U.S. Labor Secretary Hilda Solis

FY2012 Budget Request: $583 Million for OSHA, $384 Million for MSHA

Ahead of hearings this week by the U.S. House Education & the Workforce Committee, Labor Department leaders explained the details of the administration's request.

U.S. Labor Department leaders on Monday explained the details of the administration's FY2012 budget request in a live webchat, discussing the $583 million requested for OSHA and the $384 million for MSHA. While bitter funding battles have yet to be fought in Congress, the proposal stakes DOL's position on regulatory and enforcement action.

Both OSHA chief Dr. David Michaels and MSHA chief Joe Main would see small increases in authorized personnel at their agencies if the full requests were granted. Main said more than 30 additional full-time equivalent positions at MSHA are funded in the request, and these would include enforcement personnel, health specialists, and regulatory staff, he said. Michaels said the request includes funding to hire 25 additional OSHA compliance officers.

"Our number one regulatory priority remains injury and illness prevention programs. We are also continuing to gather information and interact with stakeholders around a combustible dust standard," Michaels said in one answer he posted. Asked why $4 million was restored to OSHA compliance assistance in the request, Michaels answered, "We are no longer proposing alternative funding for the Voluntary Protection Program (VPP). OSHA will continue to fund VPP out of the federal compliance assistance budget activity."

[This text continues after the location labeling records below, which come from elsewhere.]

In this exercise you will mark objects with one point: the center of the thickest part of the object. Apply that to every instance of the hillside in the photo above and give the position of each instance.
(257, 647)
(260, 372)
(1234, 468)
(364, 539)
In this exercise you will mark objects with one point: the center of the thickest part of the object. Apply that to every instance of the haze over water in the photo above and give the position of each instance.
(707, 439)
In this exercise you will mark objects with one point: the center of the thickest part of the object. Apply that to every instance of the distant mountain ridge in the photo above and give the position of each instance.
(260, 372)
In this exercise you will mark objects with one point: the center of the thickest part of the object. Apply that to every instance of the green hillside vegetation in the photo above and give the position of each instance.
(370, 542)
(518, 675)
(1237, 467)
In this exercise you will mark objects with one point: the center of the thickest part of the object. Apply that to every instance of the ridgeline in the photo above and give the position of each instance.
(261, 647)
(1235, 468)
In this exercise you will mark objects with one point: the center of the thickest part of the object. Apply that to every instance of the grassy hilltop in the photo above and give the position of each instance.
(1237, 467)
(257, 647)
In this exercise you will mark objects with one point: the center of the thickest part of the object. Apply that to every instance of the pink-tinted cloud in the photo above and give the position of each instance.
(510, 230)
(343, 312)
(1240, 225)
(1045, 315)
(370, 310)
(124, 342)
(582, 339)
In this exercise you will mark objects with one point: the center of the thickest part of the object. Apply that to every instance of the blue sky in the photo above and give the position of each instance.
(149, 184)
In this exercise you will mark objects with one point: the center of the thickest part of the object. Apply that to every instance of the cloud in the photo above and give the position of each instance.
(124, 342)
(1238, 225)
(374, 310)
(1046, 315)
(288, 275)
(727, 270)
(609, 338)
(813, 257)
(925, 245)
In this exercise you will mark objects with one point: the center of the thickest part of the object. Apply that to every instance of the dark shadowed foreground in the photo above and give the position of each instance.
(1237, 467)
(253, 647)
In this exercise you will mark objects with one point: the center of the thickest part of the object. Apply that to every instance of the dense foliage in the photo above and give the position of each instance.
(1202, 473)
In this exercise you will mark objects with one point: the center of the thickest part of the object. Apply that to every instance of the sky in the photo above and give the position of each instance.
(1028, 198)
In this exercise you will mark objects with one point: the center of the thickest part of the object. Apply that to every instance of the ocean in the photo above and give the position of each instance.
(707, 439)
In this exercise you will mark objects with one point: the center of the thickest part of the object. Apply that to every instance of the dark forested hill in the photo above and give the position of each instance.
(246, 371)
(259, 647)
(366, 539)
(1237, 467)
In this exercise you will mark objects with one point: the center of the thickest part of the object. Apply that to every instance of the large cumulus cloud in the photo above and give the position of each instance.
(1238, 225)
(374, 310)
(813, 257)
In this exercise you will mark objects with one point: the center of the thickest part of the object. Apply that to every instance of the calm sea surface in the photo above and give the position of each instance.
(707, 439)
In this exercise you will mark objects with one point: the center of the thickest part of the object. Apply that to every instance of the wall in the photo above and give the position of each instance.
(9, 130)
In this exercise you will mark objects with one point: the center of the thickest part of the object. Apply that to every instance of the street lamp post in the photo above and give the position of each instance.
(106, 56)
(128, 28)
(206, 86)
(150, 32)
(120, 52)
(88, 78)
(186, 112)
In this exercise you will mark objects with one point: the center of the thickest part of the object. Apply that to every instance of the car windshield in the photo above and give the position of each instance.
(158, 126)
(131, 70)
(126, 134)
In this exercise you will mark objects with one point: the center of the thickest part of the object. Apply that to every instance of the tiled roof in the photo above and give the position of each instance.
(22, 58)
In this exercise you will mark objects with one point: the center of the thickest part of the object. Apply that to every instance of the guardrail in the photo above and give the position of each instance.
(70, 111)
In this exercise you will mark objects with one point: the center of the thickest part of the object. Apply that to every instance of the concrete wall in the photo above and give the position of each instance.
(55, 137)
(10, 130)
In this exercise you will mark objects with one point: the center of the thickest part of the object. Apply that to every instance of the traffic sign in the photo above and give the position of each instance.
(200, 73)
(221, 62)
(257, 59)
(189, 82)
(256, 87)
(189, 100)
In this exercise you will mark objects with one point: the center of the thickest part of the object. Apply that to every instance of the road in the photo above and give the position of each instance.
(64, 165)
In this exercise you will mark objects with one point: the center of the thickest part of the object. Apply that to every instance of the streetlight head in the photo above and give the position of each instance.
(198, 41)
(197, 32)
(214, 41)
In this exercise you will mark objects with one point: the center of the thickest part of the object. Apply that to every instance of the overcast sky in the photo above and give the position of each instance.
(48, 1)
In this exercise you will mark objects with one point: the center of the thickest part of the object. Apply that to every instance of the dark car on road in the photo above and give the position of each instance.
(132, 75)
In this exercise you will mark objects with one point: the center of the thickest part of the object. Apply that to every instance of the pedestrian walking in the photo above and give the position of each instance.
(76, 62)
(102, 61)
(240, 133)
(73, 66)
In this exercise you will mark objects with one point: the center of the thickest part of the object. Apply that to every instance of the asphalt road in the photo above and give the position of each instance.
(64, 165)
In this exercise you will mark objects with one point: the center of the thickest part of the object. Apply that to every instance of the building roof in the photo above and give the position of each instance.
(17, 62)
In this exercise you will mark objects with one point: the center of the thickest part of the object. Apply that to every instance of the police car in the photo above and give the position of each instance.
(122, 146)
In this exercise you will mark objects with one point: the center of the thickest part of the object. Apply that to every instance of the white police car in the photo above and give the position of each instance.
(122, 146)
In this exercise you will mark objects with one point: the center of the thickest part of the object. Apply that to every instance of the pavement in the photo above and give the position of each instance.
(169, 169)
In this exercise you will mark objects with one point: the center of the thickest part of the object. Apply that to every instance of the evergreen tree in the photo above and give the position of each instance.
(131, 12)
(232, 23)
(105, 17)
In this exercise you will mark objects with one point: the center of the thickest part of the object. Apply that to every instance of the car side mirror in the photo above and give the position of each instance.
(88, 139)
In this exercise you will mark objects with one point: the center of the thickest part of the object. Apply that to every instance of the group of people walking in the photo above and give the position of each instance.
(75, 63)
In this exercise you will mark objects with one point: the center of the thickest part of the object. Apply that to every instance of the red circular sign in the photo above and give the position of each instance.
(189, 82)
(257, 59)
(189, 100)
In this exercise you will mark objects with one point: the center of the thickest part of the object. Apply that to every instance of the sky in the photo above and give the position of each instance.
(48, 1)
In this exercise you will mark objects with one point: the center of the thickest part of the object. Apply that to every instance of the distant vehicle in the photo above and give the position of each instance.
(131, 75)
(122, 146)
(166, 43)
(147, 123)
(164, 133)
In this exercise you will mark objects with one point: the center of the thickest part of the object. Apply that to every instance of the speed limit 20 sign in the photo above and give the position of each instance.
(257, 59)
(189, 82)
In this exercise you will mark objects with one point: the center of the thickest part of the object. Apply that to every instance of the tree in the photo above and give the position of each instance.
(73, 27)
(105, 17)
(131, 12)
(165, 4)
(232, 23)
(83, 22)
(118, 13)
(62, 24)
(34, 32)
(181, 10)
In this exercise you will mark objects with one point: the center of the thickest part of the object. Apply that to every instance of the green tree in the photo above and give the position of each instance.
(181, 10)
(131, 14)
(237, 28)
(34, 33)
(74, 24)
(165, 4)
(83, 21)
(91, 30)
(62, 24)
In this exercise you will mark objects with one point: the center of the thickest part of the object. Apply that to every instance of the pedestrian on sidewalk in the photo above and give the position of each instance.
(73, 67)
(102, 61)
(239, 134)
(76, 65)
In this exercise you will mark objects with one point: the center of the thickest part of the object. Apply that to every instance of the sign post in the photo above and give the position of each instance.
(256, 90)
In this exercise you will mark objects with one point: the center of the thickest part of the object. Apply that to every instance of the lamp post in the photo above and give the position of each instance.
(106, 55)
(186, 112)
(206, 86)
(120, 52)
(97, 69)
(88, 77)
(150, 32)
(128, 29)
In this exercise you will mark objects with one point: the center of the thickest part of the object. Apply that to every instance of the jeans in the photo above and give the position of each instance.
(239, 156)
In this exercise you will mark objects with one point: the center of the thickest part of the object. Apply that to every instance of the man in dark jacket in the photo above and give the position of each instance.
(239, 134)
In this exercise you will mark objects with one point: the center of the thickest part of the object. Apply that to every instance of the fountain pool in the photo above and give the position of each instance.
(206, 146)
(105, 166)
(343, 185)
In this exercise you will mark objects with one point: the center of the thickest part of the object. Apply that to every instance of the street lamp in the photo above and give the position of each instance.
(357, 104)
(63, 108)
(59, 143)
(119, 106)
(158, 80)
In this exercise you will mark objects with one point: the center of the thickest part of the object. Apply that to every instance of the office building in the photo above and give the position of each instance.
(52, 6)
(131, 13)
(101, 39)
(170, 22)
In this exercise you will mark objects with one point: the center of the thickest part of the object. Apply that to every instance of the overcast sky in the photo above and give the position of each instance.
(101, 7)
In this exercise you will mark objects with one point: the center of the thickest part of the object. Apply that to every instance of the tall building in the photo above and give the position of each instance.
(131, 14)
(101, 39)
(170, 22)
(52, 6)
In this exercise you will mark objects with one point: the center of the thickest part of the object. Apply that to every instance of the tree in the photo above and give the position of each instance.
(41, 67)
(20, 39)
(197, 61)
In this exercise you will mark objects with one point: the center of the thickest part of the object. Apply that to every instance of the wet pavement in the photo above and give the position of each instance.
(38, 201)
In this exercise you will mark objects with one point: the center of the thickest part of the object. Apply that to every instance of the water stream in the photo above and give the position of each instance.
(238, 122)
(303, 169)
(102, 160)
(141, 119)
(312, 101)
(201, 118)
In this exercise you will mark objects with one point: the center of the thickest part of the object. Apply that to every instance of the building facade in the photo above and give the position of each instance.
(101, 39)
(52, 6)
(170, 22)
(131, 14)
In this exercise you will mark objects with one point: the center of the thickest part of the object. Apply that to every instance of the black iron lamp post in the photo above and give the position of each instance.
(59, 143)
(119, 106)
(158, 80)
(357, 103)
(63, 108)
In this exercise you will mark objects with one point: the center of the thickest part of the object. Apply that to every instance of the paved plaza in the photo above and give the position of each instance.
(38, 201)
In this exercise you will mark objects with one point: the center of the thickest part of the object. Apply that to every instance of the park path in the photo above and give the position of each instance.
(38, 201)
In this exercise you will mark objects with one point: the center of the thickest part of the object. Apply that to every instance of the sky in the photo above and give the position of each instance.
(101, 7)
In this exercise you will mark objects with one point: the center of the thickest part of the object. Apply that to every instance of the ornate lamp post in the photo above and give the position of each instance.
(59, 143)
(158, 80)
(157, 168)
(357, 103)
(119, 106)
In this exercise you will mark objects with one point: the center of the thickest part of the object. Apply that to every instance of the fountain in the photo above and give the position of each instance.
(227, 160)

He also explained why OSHA plans to expand its Site-Specific Targeting program. Currently focused on establishments with 40 or more employees, it will target sites with 20 or more employees. "By targeting employers with high injury rates who have 20 or more employees, we will be impacting a far larger group of workplaces, while actually conducting a slightly higher number of inspections. In 2012, we project about 2,000 SST inspections compared to 1,780 conducted in FY 2010," Michaels responded.

The U.S. House Education & the Workforce Committee will examine OSHA and DOL regulatory policy and enforcement strategy, perhaps, in two hearings taking place this week. U.S. Labor Secretary Hilda Solis is scheduled to testify at a Feb. 16 hearing titled "Policies and Priorities at the U.S. Department of Labor" before the full committee, where Republicans have a 23-17 majority. The Subcommittee on Workforce Protections has scheduled a hearing starting at 10 a.m. EST Feb. 15 that is titled "Investigating OSHA's Regulatory Agenda and Its Impact on Job Creation."

This subcommittee is chaired by Rep. Tim Walberg, R-Mich., an includes Rep. John Kline, the full committee’s new chairman, as a member. The subcommittee’s former chair, Lynn Woolsey, D-Calif., is now ranking member. Former committee chair George Miller, D-Calif., is a subcommittee member.